Ontario Ministry of Agriculture, Food and Rural Affairs (OMAFRA) engineer Alex Barrie, who spent much of the previous two weeks preparing the Knechtel site, said that three weeks before the event, during a long stretch of dry weather, he couldn’t force a soil probe down even 12 inches. He watered the small plot extensively to get moisture at depth. And then came nearly two inches of rain two days before the Compaction Day.
“The water definitely lubricated that soil profile,” he said with a smile.
For the compaction demonstration, Barrie placed sensors at six-, 12- and 20- inch depths, and various implements were driven over the spot. The audience could see the pressure applied in real time as the sensor data was transmitted to OSCIA’s new mobile trailer screen.
According to Barrie, readings of 15 psi at six inches mean there is potential for compaction. And with anything above 7.5 psi at 12 and 20 inches, there’s also a good chance of compaction.

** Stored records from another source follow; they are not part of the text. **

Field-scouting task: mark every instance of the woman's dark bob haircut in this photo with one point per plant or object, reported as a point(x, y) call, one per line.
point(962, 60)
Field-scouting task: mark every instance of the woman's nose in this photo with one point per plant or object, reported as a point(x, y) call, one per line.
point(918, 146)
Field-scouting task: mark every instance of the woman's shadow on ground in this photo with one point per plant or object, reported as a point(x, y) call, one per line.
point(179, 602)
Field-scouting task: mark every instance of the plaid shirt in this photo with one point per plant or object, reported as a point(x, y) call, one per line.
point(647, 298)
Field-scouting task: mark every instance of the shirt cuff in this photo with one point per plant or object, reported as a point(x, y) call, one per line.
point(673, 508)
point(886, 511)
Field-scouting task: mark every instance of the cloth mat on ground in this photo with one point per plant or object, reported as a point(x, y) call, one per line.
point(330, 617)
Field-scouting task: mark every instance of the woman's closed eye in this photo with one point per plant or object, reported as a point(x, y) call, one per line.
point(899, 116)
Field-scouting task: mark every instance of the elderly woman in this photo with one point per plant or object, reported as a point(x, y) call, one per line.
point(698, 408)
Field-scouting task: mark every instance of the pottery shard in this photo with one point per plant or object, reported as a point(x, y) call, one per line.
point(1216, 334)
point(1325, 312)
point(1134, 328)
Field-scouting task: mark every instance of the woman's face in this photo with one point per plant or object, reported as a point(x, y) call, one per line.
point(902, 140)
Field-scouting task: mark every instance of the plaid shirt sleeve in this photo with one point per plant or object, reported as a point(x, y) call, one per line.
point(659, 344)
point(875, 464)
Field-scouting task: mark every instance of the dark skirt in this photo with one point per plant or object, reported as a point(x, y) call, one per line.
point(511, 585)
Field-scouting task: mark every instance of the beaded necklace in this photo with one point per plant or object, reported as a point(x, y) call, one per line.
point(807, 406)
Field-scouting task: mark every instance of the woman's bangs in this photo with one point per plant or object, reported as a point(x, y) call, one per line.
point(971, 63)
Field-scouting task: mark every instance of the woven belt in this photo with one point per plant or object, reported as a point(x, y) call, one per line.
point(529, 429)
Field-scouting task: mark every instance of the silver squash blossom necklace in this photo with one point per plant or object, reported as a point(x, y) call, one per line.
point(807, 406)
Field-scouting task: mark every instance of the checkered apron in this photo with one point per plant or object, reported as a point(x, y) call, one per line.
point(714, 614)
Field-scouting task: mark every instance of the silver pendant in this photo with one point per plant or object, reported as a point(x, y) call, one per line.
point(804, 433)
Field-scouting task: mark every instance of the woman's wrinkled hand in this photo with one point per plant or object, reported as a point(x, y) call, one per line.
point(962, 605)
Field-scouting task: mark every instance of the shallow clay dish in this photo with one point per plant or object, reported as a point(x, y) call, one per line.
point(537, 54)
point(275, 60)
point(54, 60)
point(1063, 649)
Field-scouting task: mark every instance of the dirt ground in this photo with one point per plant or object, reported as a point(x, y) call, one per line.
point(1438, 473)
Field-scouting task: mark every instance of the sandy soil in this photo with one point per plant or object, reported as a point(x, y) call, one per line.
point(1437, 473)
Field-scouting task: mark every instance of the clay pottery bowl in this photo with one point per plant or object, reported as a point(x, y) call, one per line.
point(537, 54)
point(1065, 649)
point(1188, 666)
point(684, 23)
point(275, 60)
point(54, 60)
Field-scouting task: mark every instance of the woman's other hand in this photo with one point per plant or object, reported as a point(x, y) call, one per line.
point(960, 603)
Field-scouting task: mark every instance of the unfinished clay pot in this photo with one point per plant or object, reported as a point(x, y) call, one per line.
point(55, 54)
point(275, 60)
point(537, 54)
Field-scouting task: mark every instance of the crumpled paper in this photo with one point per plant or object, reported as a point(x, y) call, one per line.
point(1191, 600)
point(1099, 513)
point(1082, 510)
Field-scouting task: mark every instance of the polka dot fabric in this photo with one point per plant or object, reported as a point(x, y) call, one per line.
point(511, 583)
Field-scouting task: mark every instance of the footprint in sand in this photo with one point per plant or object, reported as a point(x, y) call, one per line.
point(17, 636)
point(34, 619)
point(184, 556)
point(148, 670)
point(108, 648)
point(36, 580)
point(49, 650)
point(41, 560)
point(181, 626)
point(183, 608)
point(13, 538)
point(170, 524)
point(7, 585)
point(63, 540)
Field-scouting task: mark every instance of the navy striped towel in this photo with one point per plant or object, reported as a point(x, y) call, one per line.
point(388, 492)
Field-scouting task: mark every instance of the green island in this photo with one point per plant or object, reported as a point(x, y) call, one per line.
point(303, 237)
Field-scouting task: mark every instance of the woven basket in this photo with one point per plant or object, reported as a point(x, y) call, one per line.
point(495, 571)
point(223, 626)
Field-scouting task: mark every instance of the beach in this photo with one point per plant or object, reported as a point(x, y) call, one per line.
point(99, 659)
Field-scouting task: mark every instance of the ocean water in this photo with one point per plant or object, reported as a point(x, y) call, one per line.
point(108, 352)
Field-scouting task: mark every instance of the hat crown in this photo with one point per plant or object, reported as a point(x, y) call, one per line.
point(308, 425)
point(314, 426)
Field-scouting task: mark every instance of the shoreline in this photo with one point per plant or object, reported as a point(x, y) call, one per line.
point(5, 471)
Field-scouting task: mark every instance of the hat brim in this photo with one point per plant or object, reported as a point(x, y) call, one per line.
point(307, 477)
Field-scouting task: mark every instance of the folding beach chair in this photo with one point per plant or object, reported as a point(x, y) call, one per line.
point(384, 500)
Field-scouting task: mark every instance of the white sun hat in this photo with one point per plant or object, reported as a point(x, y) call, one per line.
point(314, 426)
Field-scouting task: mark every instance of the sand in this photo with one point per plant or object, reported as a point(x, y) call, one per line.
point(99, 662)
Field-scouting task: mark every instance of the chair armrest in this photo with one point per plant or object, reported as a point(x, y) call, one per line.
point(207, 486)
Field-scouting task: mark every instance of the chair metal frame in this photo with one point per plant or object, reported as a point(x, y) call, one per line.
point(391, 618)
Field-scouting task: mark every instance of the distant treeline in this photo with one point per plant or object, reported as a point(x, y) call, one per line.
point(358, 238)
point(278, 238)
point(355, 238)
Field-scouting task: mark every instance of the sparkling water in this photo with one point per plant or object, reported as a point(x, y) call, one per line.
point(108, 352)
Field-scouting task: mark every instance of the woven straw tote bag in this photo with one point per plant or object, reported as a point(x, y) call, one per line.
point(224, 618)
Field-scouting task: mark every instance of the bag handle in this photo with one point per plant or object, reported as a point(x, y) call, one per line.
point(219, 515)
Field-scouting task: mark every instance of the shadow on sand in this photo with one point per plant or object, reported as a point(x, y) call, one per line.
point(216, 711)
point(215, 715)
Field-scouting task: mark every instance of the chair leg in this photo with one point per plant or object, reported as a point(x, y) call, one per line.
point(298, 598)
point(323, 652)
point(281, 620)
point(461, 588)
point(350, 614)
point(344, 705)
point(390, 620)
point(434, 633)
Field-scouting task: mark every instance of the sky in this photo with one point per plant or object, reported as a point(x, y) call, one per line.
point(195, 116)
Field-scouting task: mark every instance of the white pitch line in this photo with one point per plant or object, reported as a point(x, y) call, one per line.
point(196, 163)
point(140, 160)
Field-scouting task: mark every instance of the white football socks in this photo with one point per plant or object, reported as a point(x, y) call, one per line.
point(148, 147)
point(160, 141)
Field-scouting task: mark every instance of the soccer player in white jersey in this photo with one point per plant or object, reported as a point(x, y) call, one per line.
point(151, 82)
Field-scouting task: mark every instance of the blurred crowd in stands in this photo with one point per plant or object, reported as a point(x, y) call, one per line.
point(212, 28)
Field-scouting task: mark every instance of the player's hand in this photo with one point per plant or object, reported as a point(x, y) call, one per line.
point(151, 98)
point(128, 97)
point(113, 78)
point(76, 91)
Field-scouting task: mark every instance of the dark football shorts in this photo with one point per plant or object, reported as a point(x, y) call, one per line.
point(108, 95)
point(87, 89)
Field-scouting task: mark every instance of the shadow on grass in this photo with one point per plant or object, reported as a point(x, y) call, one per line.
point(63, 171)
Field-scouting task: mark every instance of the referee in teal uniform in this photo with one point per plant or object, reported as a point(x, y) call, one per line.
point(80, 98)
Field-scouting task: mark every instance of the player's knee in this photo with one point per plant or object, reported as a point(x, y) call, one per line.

A fully loaded combine was first to drive over. Even though most combines appear to carry more weight toward the front (due to the header and bin), it was clear the rear axle, typically with a smaller diameter tire, brings the biggest risk of compaction.

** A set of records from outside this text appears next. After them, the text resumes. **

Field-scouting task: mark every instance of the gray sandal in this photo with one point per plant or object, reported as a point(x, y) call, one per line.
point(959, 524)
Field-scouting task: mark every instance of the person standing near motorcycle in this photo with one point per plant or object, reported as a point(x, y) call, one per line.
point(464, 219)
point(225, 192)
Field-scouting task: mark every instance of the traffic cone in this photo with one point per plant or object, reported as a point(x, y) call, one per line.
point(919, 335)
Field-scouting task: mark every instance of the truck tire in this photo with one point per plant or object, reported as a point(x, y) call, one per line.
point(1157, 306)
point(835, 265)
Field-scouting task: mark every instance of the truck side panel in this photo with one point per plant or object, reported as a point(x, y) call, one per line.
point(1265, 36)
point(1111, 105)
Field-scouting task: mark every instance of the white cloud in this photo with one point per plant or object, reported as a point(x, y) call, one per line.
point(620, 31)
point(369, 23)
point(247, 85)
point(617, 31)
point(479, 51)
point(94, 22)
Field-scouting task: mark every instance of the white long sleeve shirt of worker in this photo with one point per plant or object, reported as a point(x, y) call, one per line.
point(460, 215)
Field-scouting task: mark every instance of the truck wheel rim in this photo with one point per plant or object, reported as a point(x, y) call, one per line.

“So, you’re seeing more and more big duals on the rear axles and that wasn’t even thought of until we started doing these compaction days,” said Johnston.
In the Aug. 5 demo, the rear axle caused just over 20 psi at six inches with the sensor placed between the two duals on the left-hand side.

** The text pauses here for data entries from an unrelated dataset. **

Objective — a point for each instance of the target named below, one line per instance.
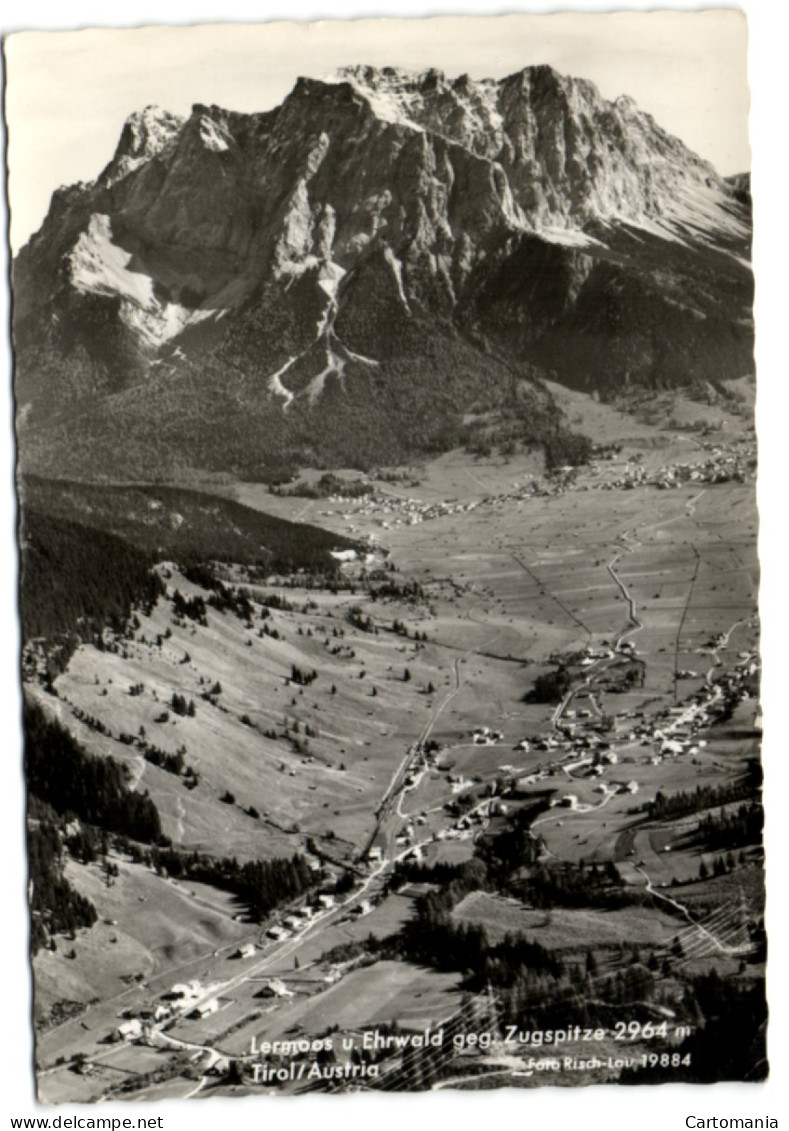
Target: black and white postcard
(389, 583)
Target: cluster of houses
(184, 999)
(486, 736)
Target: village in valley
(522, 714)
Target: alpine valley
(389, 599)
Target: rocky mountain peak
(314, 255)
(146, 135)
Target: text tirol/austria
(390, 665)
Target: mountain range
(369, 272)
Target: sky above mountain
(68, 93)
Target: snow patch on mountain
(146, 134)
(98, 266)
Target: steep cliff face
(344, 276)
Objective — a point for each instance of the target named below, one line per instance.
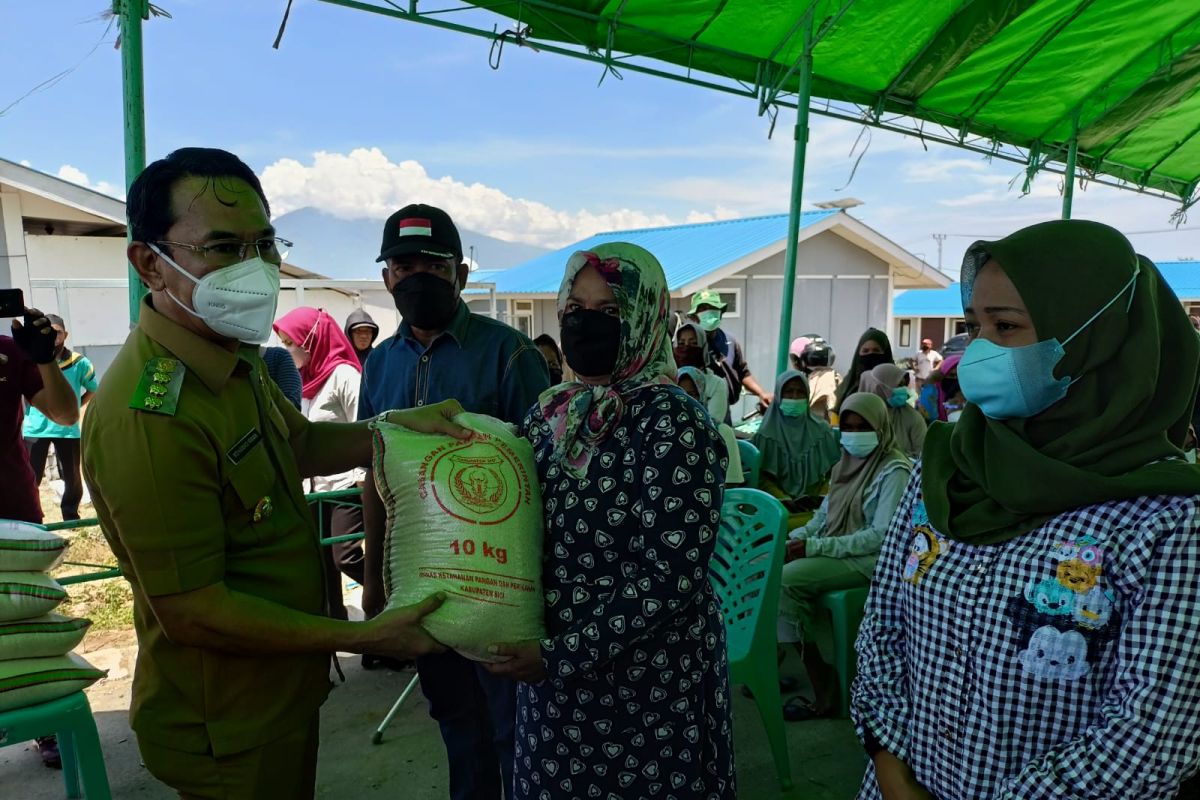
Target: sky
(358, 114)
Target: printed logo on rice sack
(480, 481)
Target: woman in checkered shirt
(1031, 630)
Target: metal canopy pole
(131, 13)
(1068, 187)
(793, 215)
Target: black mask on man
(591, 342)
(689, 355)
(426, 301)
(871, 360)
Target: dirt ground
(826, 758)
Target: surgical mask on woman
(709, 320)
(1018, 383)
(859, 444)
(793, 408)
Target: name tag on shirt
(243, 446)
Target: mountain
(347, 248)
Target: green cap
(707, 298)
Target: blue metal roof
(688, 253)
(929, 302)
(1183, 277)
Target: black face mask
(591, 342)
(689, 356)
(871, 360)
(426, 301)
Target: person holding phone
(29, 373)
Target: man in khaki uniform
(195, 458)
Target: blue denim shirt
(485, 365)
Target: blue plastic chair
(69, 719)
(751, 463)
(745, 573)
(846, 609)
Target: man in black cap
(443, 350)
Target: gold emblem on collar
(264, 509)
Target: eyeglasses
(231, 251)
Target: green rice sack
(463, 518)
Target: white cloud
(76, 175)
(365, 184)
(935, 170)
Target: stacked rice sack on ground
(36, 663)
(463, 518)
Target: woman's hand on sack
(432, 419)
(796, 548)
(397, 632)
(521, 661)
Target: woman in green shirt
(838, 548)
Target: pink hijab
(319, 335)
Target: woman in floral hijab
(628, 696)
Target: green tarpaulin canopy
(1109, 86)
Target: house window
(521, 316)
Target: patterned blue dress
(637, 701)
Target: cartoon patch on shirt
(1050, 597)
(924, 547)
(1066, 617)
(1055, 655)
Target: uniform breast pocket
(251, 515)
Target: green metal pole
(131, 13)
(793, 216)
(1068, 187)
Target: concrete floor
(409, 764)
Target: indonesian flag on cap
(415, 227)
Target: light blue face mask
(709, 320)
(793, 408)
(859, 444)
(1018, 383)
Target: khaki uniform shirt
(209, 493)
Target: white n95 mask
(237, 301)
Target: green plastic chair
(846, 609)
(745, 575)
(70, 719)
(751, 463)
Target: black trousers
(343, 557)
(67, 452)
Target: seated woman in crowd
(693, 382)
(1031, 629)
(909, 427)
(874, 348)
(330, 373)
(838, 547)
(631, 476)
(941, 395)
(691, 350)
(797, 447)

A tracked grain buggy with multiple axles was next. Johnston noted that, with successive axles on an implement going over in a short time, there is a percussive effect and the soil is weakened by the time the final axle passes over.
The next two implements highlighted the value of central tire inflation systems (CTIS). A double-axle spreader with tires inflated to road conditions at 58 psi, pulled by a tractor inflated to 29 psi, caused significant pressure at all three depths. Jake Kraayenbrink, a CTIS innovator who developed a system for his own company, was operating the unit.
For a second pass, Kraayenbrink deflated all the tires while seated in the tractor cab and drove over again with the sprayer tires at 26 psi and tractor tires at nine psi.
Barrie said that closer to the surface, tire pressure is the dominant factor in whether there’s an increased risk of soil compaction.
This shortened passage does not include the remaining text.